On est plongé avec les «infortunés» au cœur de la première moitié du XIXe s. avec sa pauvreté, sa cruauté envers femmes et enfants, sa justice parfois injuste, mais aussi ses espoirs aperçus du haut des barricades. Mais Hugo n'a pas voulu faire un simple document sociologique ou historique ; il a souhaité signer une grande épopée sur l'humanité elle-même.
À travers ses personnages, c'est l'homme dans sa diversité et sa fragilité qu'il dépeint : Jean Valjean (Jean «V'la Jean») le courageux, Fantine («l'enfant») la victime, Cosette («la petite chose») et Gavroche, les enfants martyrs, les Thénardier et Javert, la cruauté et l'acharnement.
Derrière tous ces portraits, Hugo interroge l'individu confronté à sa conscience, constamment en équilibre entre le Bien et le Mal. La fameuse «tempête sous un crâne» qui ronge Jean Valjean quand un vagabond menace d’être condamné à sa place, c'est celle d'un homme qui lutte pour sa rédemption, passant au fil des ans du bagnard égoïste au bourgeois altruiste.

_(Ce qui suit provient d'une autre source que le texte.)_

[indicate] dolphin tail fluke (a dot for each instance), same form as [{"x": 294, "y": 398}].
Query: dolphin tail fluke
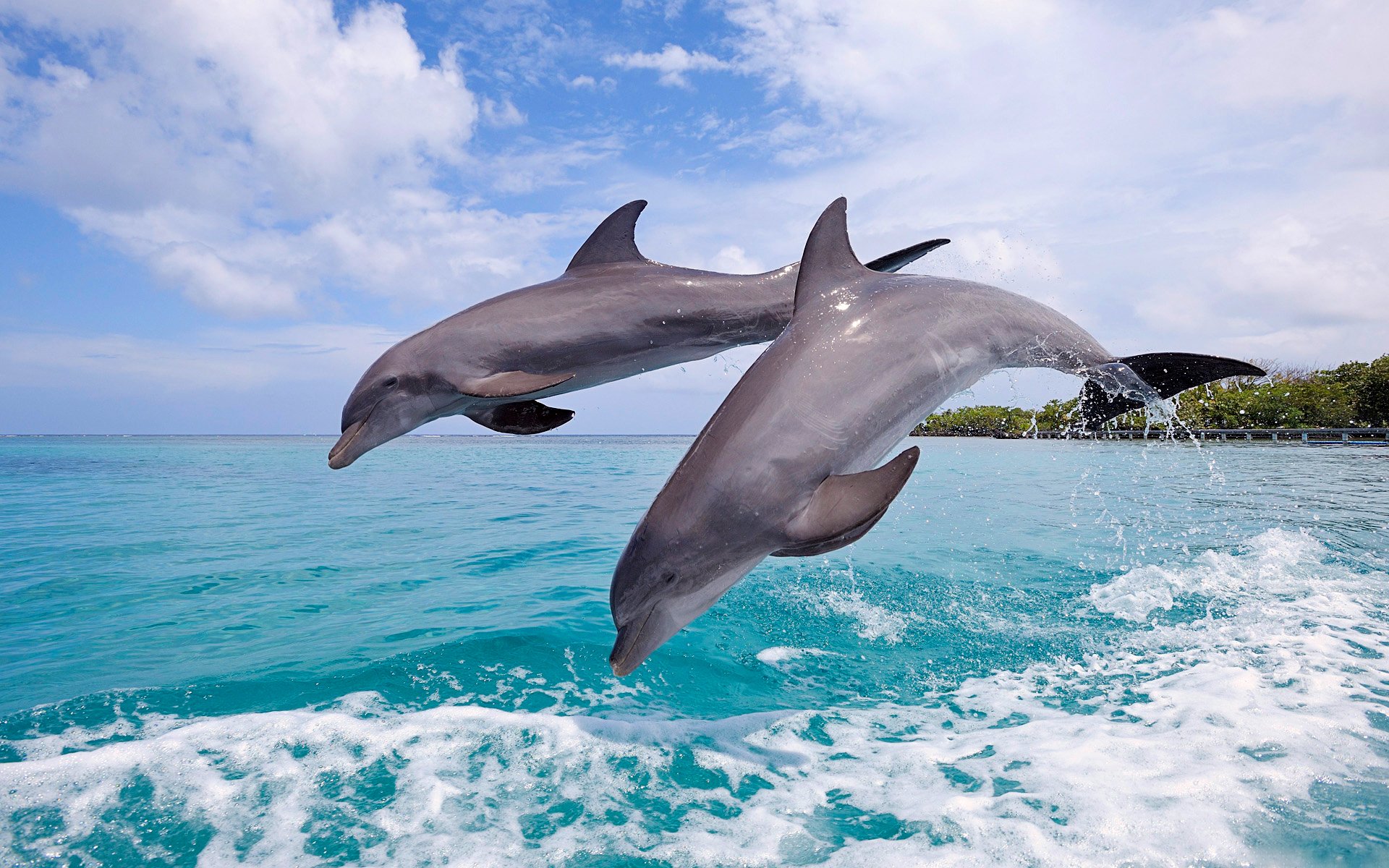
[
  {"x": 521, "y": 417},
  {"x": 846, "y": 507},
  {"x": 1167, "y": 374},
  {"x": 901, "y": 259}
]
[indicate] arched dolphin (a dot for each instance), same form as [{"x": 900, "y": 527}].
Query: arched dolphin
[
  {"x": 785, "y": 464},
  {"x": 611, "y": 314}
]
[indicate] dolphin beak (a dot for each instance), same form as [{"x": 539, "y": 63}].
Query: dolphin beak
[
  {"x": 339, "y": 456},
  {"x": 632, "y": 646}
]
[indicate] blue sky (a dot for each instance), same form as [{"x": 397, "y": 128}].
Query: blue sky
[{"x": 217, "y": 214}]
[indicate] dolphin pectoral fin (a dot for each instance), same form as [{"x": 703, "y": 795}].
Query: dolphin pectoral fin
[
  {"x": 511, "y": 383},
  {"x": 846, "y": 507},
  {"x": 901, "y": 259},
  {"x": 1167, "y": 374},
  {"x": 521, "y": 417}
]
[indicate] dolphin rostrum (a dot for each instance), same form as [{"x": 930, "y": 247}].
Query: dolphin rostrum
[
  {"x": 785, "y": 466},
  {"x": 611, "y": 314}
]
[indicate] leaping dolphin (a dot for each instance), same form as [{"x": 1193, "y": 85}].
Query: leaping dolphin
[
  {"x": 611, "y": 314},
  {"x": 785, "y": 466}
]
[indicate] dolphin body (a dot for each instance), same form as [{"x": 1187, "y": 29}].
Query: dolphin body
[
  {"x": 785, "y": 466},
  {"x": 611, "y": 314}
]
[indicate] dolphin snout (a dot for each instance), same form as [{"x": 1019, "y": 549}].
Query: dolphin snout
[
  {"x": 339, "y": 456},
  {"x": 635, "y": 643}
]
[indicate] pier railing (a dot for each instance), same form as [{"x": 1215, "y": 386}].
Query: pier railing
[{"x": 1278, "y": 435}]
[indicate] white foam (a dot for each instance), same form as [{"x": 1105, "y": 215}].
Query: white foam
[
  {"x": 1177, "y": 745},
  {"x": 780, "y": 656}
]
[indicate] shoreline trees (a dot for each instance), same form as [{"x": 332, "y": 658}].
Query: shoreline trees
[{"x": 1354, "y": 395}]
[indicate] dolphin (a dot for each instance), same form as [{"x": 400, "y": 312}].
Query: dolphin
[
  {"x": 611, "y": 314},
  {"x": 786, "y": 464}
]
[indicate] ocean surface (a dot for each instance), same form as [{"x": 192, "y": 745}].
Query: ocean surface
[{"x": 217, "y": 652}]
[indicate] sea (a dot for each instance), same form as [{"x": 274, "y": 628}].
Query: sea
[{"x": 217, "y": 652}]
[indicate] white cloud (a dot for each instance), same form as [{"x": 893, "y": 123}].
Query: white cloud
[
  {"x": 249, "y": 152},
  {"x": 216, "y": 360},
  {"x": 1206, "y": 182},
  {"x": 673, "y": 63}
]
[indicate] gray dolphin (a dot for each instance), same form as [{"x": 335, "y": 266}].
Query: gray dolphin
[
  {"x": 611, "y": 314},
  {"x": 785, "y": 467}
]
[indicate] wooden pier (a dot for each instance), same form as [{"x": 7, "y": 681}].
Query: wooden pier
[{"x": 1363, "y": 436}]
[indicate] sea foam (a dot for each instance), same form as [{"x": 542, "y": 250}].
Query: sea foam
[{"x": 1256, "y": 699}]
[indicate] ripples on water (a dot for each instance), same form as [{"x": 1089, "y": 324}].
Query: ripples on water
[{"x": 218, "y": 652}]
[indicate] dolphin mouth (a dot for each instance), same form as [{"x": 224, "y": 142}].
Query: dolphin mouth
[
  {"x": 625, "y": 647},
  {"x": 338, "y": 456}
]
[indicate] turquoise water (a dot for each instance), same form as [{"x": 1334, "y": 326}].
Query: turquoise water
[{"x": 216, "y": 650}]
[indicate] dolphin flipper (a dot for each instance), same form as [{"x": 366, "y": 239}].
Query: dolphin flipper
[
  {"x": 846, "y": 507},
  {"x": 1168, "y": 374},
  {"x": 521, "y": 417},
  {"x": 511, "y": 383},
  {"x": 901, "y": 259}
]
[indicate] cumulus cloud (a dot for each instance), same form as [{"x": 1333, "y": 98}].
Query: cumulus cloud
[
  {"x": 247, "y": 152},
  {"x": 673, "y": 63},
  {"x": 216, "y": 360}
]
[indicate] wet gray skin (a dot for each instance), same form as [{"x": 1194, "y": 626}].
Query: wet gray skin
[
  {"x": 610, "y": 315},
  {"x": 785, "y": 464}
]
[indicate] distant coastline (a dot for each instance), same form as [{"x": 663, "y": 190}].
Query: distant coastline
[{"x": 1349, "y": 396}]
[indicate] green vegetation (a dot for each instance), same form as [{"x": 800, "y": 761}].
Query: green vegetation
[{"x": 1354, "y": 395}]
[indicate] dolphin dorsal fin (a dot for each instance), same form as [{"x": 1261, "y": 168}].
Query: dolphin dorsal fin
[
  {"x": 614, "y": 241},
  {"x": 830, "y": 261},
  {"x": 846, "y": 507}
]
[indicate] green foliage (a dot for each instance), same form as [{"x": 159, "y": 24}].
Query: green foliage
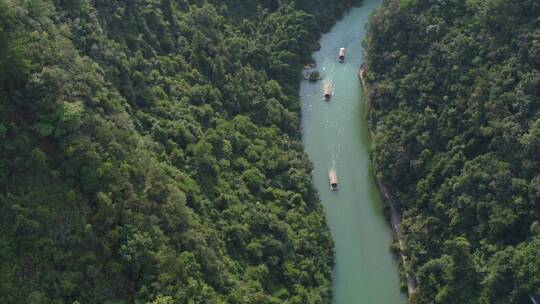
[
  {"x": 455, "y": 105},
  {"x": 150, "y": 152}
]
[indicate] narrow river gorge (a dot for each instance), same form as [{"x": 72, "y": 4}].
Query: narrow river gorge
[{"x": 335, "y": 135}]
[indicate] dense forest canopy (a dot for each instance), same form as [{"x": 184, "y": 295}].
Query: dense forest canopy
[
  {"x": 150, "y": 152},
  {"x": 455, "y": 105}
]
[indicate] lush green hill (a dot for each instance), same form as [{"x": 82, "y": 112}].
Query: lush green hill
[
  {"x": 455, "y": 103},
  {"x": 150, "y": 152}
]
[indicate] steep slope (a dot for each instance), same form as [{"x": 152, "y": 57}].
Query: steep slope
[
  {"x": 455, "y": 103},
  {"x": 150, "y": 153}
]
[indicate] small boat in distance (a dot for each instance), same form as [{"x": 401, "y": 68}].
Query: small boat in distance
[
  {"x": 341, "y": 55},
  {"x": 327, "y": 91},
  {"x": 332, "y": 177}
]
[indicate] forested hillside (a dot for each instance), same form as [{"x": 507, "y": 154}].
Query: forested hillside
[
  {"x": 150, "y": 152},
  {"x": 455, "y": 105}
]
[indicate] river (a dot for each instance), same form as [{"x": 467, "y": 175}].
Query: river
[{"x": 335, "y": 135}]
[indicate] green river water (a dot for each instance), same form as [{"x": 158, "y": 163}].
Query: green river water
[{"x": 335, "y": 135}]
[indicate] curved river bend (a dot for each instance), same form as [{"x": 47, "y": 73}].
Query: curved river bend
[{"x": 335, "y": 135}]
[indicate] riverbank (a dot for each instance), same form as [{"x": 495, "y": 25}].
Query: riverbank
[
  {"x": 395, "y": 218},
  {"x": 335, "y": 136}
]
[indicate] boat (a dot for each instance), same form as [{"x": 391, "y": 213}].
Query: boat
[
  {"x": 341, "y": 55},
  {"x": 332, "y": 177},
  {"x": 327, "y": 91}
]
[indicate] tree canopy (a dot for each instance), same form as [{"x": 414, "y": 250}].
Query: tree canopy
[
  {"x": 150, "y": 152},
  {"x": 455, "y": 105}
]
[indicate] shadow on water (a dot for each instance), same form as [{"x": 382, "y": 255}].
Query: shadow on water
[{"x": 335, "y": 135}]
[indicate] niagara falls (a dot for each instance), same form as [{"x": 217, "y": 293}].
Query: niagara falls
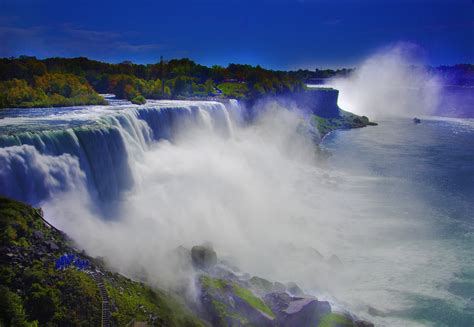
[{"x": 287, "y": 163}]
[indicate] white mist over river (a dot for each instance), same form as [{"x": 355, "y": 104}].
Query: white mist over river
[{"x": 392, "y": 202}]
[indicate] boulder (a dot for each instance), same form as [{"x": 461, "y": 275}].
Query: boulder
[
  {"x": 297, "y": 311},
  {"x": 363, "y": 323},
  {"x": 203, "y": 257},
  {"x": 226, "y": 303},
  {"x": 294, "y": 289}
]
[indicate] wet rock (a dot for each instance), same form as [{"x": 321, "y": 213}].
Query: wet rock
[
  {"x": 279, "y": 287},
  {"x": 363, "y": 323},
  {"x": 203, "y": 257},
  {"x": 52, "y": 246},
  {"x": 260, "y": 285},
  {"x": 297, "y": 311},
  {"x": 226, "y": 303},
  {"x": 294, "y": 289},
  {"x": 38, "y": 234},
  {"x": 375, "y": 312}
]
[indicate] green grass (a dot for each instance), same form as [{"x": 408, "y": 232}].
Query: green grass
[
  {"x": 251, "y": 299},
  {"x": 37, "y": 292},
  {"x": 137, "y": 301},
  {"x": 213, "y": 283},
  {"x": 335, "y": 320}
]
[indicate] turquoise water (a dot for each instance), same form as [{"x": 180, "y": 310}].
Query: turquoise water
[
  {"x": 428, "y": 171},
  {"x": 394, "y": 201}
]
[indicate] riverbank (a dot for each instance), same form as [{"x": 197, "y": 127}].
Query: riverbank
[{"x": 36, "y": 290}]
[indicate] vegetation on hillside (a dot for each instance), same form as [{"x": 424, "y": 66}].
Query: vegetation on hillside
[
  {"x": 34, "y": 293},
  {"x": 30, "y": 82}
]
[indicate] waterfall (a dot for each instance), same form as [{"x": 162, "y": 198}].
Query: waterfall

Il est présenté comme un modèle, comme l'espoir que chacun doit trouver dans ses propres ressources. Pour l'écrivain, l'homme comme la société doivent tendre vers un seul but, le progrès, pour échapper au crime et à la pauvreté et aspirer au bonheur auquel accèdent finalement Marius et Cosette grâce au sacrifice de Jean Valjean. Comme le souligne lui-même Hugo dans sa préface, «Tant qu'il y aura sur la terre ignorance et misère, des livres de la nature de celui-ci pourront ne pas être inutiles».